The New World of Early Learning in Louisiana


The Early Childhood Education Act (Act 3)

In 2012, the Louisiana Legislature passed the Early Childhood Education Act (Act 3) that mandated an overhaul by 2015 of the entire early childhood care and education system in the state—that is, an overhaul of the governance, licensing, accountability, and funding structure of all publicly funded early learning programs for children birth through age four in Louisiana.  Act 3 seeks to bring together these programs under one department, the Department of Education and the Board of Elementary and Secondary Education (BESE), and align and raise standards across all funding streams. 


The Act declares that it “is the intent of the legislature that a comprehensive and integrated delivery system for early childhood care and education be created to ensure that every child enters kindergarten healthy and ready to learn,” and mandates that BESE create “a comprehensive and integrated network through which to manage and oversee all programs funded through state or federal resources that provide early childhood care and educational services.”


Act 3 provides that to facilitate the creation of this network, BESE shall:
  1. Establish a definition of kindergarten readiness

  2. Establish performance targets and academic standards for kindergarten readiness to be used in publicly-funded early childhood education programs.

  3. Create a uniform assessment and accountability system for publicly funded early childhood education programs that includes a letter grade indicative of student performance.

  4. Coordinate with the Department of Children and Family Services and the Department of Health and Hospitals to align the standards.

  5. Establish a timeline for the creation and implementation of the early childhood care and education network that shall be fully implemented by the beginning of the 2015-2016 school year.


What Act 3 Did NOT Do

The greatest flaw in the policies behind Act 3 is that though the law mandates raising standards and accountability for all early care and education programs, it does not call for any increase in funding, and it does not address the current disparity in public funding across the programs, none of which are funded at the cost to provide the services required.
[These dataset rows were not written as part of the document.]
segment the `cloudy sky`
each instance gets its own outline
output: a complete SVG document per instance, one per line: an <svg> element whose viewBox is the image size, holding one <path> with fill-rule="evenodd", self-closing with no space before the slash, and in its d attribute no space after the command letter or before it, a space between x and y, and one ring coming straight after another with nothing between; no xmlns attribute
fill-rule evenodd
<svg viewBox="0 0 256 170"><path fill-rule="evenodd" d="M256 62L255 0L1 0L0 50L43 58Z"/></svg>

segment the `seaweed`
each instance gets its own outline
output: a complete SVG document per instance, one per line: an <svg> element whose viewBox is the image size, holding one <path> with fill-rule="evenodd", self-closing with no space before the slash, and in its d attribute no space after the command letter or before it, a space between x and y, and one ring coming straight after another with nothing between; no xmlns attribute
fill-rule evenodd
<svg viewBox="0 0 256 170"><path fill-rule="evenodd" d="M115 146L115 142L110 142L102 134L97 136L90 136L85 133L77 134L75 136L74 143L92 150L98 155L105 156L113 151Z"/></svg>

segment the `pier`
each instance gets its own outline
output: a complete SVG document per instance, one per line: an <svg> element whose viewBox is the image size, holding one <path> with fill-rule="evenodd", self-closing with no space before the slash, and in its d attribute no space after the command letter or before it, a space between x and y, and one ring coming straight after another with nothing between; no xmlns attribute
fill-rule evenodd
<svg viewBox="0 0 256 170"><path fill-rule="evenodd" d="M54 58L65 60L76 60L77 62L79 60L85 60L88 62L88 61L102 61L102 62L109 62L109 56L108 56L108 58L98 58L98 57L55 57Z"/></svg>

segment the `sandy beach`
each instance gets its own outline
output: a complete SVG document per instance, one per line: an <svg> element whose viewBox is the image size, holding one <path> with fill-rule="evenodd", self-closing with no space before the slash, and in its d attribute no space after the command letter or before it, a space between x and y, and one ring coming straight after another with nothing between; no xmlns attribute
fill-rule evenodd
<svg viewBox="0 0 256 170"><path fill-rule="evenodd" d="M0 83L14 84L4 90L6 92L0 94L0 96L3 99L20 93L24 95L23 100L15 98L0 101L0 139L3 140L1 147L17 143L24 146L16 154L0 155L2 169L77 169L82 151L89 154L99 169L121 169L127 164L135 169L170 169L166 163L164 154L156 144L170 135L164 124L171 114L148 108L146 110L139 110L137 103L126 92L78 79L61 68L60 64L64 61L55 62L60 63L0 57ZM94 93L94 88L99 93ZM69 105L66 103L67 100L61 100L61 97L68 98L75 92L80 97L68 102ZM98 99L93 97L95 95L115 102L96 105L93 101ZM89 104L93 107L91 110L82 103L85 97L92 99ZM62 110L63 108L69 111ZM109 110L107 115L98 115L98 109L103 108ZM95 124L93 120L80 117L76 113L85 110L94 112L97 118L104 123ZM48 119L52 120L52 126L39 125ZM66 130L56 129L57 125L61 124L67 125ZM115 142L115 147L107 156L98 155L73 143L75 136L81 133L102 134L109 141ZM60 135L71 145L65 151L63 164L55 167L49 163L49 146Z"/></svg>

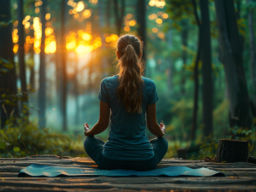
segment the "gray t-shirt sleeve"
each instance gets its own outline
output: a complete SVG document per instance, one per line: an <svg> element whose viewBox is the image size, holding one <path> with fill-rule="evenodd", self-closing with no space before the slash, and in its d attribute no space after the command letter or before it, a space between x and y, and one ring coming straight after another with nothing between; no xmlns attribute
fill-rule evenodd
<svg viewBox="0 0 256 192"><path fill-rule="evenodd" d="M98 98L103 102L109 103L109 97L108 97L108 91L106 79L103 79L101 83Z"/></svg>
<svg viewBox="0 0 256 192"><path fill-rule="evenodd" d="M148 100L148 105L153 105L159 100L159 97L158 97L158 95L156 92L155 83L154 81L153 81L153 84L151 86L152 86L152 88L151 88L151 91L149 93L149 100Z"/></svg>

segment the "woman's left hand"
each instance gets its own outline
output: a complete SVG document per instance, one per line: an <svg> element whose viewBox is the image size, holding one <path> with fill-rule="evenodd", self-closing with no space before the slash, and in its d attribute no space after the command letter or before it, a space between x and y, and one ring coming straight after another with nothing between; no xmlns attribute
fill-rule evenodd
<svg viewBox="0 0 256 192"><path fill-rule="evenodd" d="M88 123L84 124L84 136L87 136L87 132L90 131Z"/></svg>

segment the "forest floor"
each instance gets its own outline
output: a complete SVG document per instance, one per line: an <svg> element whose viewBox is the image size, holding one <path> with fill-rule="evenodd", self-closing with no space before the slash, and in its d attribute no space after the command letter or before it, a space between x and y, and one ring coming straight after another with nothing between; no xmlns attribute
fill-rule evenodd
<svg viewBox="0 0 256 192"><path fill-rule="evenodd" d="M32 164L96 168L88 157L33 155L27 158L0 158L0 191L256 191L256 164L212 163L204 160L163 159L157 168L185 166L224 172L226 177L18 177L20 171Z"/></svg>

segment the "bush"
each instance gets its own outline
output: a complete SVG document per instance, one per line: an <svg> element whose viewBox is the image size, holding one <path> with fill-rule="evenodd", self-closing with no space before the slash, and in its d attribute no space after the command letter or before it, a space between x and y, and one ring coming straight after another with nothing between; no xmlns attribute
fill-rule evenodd
<svg viewBox="0 0 256 192"><path fill-rule="evenodd" d="M79 148L78 148L79 143ZM39 129L34 122L24 119L9 120L0 131L0 156L24 157L32 154L70 155L74 148L76 154L84 154L80 139L72 140L65 134Z"/></svg>

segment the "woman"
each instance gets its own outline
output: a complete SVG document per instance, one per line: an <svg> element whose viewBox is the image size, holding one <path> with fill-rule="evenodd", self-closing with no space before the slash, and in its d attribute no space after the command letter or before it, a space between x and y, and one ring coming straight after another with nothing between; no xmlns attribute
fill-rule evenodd
<svg viewBox="0 0 256 192"><path fill-rule="evenodd" d="M163 137L166 127L156 121L155 84L142 77L142 48L133 35L119 38L119 73L101 83L99 121L91 130L87 123L84 125L84 149L101 169L152 170L167 152L168 142ZM108 128L110 109L111 129L104 143L94 136ZM157 137L150 141L145 131L146 112L148 129Z"/></svg>

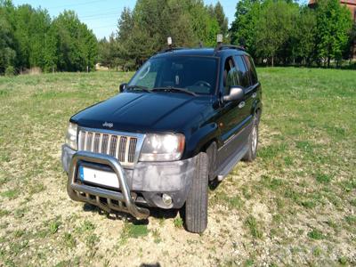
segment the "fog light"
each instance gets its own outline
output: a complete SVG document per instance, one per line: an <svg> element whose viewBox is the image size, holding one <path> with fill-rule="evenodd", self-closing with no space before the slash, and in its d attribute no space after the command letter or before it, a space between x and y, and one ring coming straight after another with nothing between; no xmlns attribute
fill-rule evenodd
<svg viewBox="0 0 356 267"><path fill-rule="evenodd" d="M162 201L163 201L163 203L165 203L165 205L170 206L172 204L172 198L167 194L163 194Z"/></svg>

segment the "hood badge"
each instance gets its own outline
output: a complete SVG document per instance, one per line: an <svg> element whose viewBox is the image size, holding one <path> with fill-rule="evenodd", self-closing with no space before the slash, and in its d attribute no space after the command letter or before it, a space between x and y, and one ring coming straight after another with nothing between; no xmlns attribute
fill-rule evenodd
<svg viewBox="0 0 356 267"><path fill-rule="evenodd" d="M102 126L103 126L103 127L112 128L112 127L114 126L114 124L113 124L113 123L104 122L104 123L102 124Z"/></svg>

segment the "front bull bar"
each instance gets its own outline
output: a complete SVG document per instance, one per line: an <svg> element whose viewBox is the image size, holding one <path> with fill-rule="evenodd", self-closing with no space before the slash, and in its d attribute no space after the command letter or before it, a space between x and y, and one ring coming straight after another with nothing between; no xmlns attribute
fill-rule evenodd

This is especially true for the Child Care Assistance Program. The fear is that without addressing these funding issues, Act 3 will set up the Child Care Assistance Program, one of the only programs for children under age four, to fail, and worse, will push more of the state’s most vulnerable children under age four into lower quality and possibly unregulated settings.


Act 3 Implementation

The implementation of Act 3 has included:

  • Development of Louisiana’s Birth to Five Early Learning & Development Standards

  • Adoption of two national assessments to be used by Louisiana’s publicly funded early childhood programs: CLASS (Classroom Assessment Scoring System) and Teaching Strategies GOLD 

  • Implementation of these assessments through local pilots that now are local Lead Agencies of local networks. The lead agencies must also seek to identify all at-risk infant to age five children in the community attending or in need of publicly funded care and education services, implement the CLASS assessment and work towards a common enrollment process for all programs.  For more information on the work of the Lead Agencies, click here. For more information on Common Enrollment click here and also see Act 717 of the 2014 Louisiana Legislative Session.

  • Redefinition of licensure of child care centers in Louisiana from two classes (Class A and Class B) to three types (Type I, II and III, providing a new level for all licensed programs receiving either Head Start/Early Head Start or Child Care Assistance funding and requiring these programs to participate in the new rating system) and moving the licensure function from the Department of Children and Family Services to the Department of Education, effective October 1, 2014. See Act 868 of the 2014 Louisiana Legislative Session.

  • Moving the Child Care Development Fund Block Grant ($82 million of federal funds that supports the Child Care Assistance Program, Quality Start and its supports and other initiatives and staff) from the Department of Children and Family Services to the Department of Education, which was completed in July 2015. See Act 868 of the 2014 Louisiana Legislative Session.

  • Creation of an Ancillary Teaching Certification and requiring all lead teachers in publicly funded child care classrooms obtain that certification by 2019.